An essential driver of creativity is “the innovative state,” as Mazzucato recently detailed in an essay in the journal Foreign Affairs– through disciplined, deliberate public-sector investment, not just in basic research, but in risk-taking ventures as a key stimulant to economy-wide growth. That requires a forthright embrace of the public sector’s ability – and responsibility – to “actively shape and create markets, not just fix market failures.”

With a frisson of what one panelist called “the goosebump factor” enlivening the ITIF seminar – which was moderated by another top scholar of innovation and competitiveness, ITIF’s Rob Atkinson– the think-tank crowd heard Mazzucato outline the need for public-sector agencies to be, not just an occasional partner of private-sector firms, but a persistent driver of investment in leading-edge industries.
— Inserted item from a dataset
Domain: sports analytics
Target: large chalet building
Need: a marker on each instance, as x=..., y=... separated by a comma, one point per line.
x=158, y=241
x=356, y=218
Industrial policy is finally back on the agenda,” Mazzucato asserted at the start of her ITIF remarks. Yet her vision of a competitiveness-minded public sector promoting a modernized version of industrial policy goes far beyond the long-ago experiments in heavy-handed planning that many free-market fundamentalists– forever in thrall to Thatcherism – still enjoy deriding as doomed attempts to “pick winners and losers.” Political Washington’s stale bickering over such a frozen-in-time caricature of industrial policy has long since been eclipsed, among economics scholars and practitioners, by the imaginative approaches of Mazzucato and others to energizing “the entrepreneurial state.”

Focusing the debate on the many pro-active instruments that the public sector can assert to help channel investment into innovation, Mazzucato hurled the defeatist “picking winners and losers” accusation back at the laissez-faire fatalists: “The question is not whether we should ‘pick’ but how.”
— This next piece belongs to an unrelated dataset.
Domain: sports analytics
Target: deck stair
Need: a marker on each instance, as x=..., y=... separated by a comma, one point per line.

“The ‘entrepreneurial’ state, to me, means the state being willing and able to take on risk, to take on real fundamental uncertainty,” Mazzucato recently told The Financial Times. An enterprising public sector has often proven far more venturesome than short-term-focused private-sector firms, which often shy away from higher-risk, higher-reward investments that might diminish their next quarter's profits.   

“Venture capitalists themselves often enter [the innovation process] late in the game. In biotechnology, they actually came in after the state had made some of the most radical, revolutionary investments – which, after all, will often fail,” said Mazzucato. “And this is a very important point. Innovation is uncertain. It will often fail. So you need to make sure that the government budget can also fund some of the failures, cover the losses, as well as reap the return from some of the successes to fund the next round” of investments in innovation.
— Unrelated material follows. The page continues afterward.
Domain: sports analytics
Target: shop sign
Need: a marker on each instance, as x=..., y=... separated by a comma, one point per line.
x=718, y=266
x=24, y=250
In his enthusiastic review of Mazzucato’s book, economics sage Martin Wolf of the Financial Times noted that energetic public-sector investment in innovation – and the abdication by private-sector firms of their oft-bragged-about, seldom-fulfilled role as bold risk-takers – has led to a “free-rider” problem that distorts incentives.

“Government has increasingly accepted that it funds the risks, while the private sector reaps the rewards,” wrote Wolf. “What is emerging, then, is not a truly symbiotic ecosystem of innovation, but a parasitic one, in which the most loss-making elements are socialised, while the profitmaking ones are largely privatised.” Neoclassical purists' continued scorn for the positive role of innovation-minded public-sector investment, Wolf reasoned, may be “the greatest threat to rising prosperity” in austerity-pinched Western economies.

Mazzucato’s analysis at ITIF reminded economy-watchers of how far the innovation-policy discussion has advanced, even as laissez-faire dogmatists belabor their weary bromides about the supposed taboo against “picking winners and losers.” Propelling a more nuanced vision of competitiveness strategy, as an improvement on earlier approaches to industrial policy, this week’s ITIF seminar advanced an enterprising agenda that Washington should weigh more often – analyzing not whether, but how, the public sector and the private sector can share the responsibility of crafting pro-growth policies and pro-jobs initiatives sans frontières. Meeting that challenge will require a paradigm-changing determination to champion an entrepreneurial public sector as a positive catalyst for creativity.